Venus was originally the Italian goddess of fertile soil, the presiding spirit of the vegetable garden. She was a rustic garden goddess with a relatively minimal cult until the Romans identified her with Aphrodite. According to Roman legend, the Romans were descendents of Trojan refugees, the last survivors who escaped the burning city and fled to Italy, where they founded the city of Rome. These Trojans were led by Aeneas, whose survival was ensured by his mother, Greek goddess Aphrodite.
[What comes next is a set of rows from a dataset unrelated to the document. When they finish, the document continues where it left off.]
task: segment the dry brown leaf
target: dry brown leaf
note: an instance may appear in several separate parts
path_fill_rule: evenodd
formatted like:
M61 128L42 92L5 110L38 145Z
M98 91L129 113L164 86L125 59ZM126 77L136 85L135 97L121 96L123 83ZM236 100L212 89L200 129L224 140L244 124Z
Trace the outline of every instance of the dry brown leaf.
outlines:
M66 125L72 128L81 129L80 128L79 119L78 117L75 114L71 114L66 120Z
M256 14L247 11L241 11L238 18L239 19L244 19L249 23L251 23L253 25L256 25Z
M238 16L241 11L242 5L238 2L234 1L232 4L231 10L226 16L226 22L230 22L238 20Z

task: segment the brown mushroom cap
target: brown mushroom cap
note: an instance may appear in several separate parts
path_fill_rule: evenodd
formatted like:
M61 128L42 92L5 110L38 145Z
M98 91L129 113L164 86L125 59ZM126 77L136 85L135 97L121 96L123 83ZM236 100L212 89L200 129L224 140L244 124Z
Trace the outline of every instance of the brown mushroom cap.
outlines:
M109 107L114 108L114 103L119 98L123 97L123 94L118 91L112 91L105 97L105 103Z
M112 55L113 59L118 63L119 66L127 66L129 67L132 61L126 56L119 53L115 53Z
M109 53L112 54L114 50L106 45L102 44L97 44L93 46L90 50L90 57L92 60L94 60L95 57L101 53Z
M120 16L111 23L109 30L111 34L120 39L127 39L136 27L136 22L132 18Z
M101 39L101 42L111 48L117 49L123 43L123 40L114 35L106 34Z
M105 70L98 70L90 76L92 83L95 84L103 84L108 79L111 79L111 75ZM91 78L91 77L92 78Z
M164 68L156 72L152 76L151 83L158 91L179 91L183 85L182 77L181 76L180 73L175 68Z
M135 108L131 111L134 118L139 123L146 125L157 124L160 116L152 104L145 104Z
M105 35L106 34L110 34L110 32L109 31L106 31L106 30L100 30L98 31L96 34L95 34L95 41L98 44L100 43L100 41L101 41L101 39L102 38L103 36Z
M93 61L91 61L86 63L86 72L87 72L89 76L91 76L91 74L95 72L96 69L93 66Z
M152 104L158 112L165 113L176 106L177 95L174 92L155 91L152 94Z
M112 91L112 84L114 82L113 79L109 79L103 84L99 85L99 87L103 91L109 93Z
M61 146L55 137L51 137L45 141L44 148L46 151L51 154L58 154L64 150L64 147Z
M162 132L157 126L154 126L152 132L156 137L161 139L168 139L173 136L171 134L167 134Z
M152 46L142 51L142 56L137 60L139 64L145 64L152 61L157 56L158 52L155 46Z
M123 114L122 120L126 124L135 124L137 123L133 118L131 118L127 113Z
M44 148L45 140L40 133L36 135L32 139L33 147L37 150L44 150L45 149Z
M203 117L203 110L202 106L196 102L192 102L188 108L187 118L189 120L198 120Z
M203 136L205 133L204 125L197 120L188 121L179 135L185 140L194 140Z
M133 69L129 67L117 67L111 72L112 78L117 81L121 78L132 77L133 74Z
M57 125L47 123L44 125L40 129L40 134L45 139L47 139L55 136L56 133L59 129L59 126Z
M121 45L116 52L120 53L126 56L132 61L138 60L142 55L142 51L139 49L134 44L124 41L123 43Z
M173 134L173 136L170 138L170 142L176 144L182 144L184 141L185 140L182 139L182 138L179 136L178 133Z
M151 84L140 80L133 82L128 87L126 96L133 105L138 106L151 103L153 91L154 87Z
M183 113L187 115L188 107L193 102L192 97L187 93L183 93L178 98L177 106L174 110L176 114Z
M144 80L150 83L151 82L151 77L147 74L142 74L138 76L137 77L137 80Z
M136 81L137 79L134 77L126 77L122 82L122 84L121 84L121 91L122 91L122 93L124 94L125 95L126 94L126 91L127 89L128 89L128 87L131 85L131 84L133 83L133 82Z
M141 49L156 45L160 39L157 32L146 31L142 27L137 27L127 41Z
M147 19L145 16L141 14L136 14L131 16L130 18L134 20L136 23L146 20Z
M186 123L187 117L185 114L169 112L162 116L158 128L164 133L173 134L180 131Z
Julius Caesar traced his ancestry to one of Aeneas’ sons, Aphrodite’s grandson. He wished to honour his divine ancestress, but Aphrodite was a bit too foreign for Roman taste and too associated with the sea and lascivious rites. A homegrown Aphrodite was sought and found in the beautiful, fertile vegetable goddess Venus. Julius Caesar dedicated a magnificent temple to Venus Genetrix in the Roman Forum.
In addition to assuming Aphrodite’s traditional attributes and functions, Venus evolved into an ancestral goddess of the Roman elite, those who descended from Aeneas. Venus and Mars, ancestor of Romulus, founder of Rome, serve as the guardians of Rome.
• 1 April, feast of Venus the Heart Turner: female devotees seeking her blessings of happy love and romance bathe her statues and then garland them with flowers.
• 19 August: houses and gardens are dedicated to Venus, and her blessings are invoked; kitchen gardeners have an official vacation day.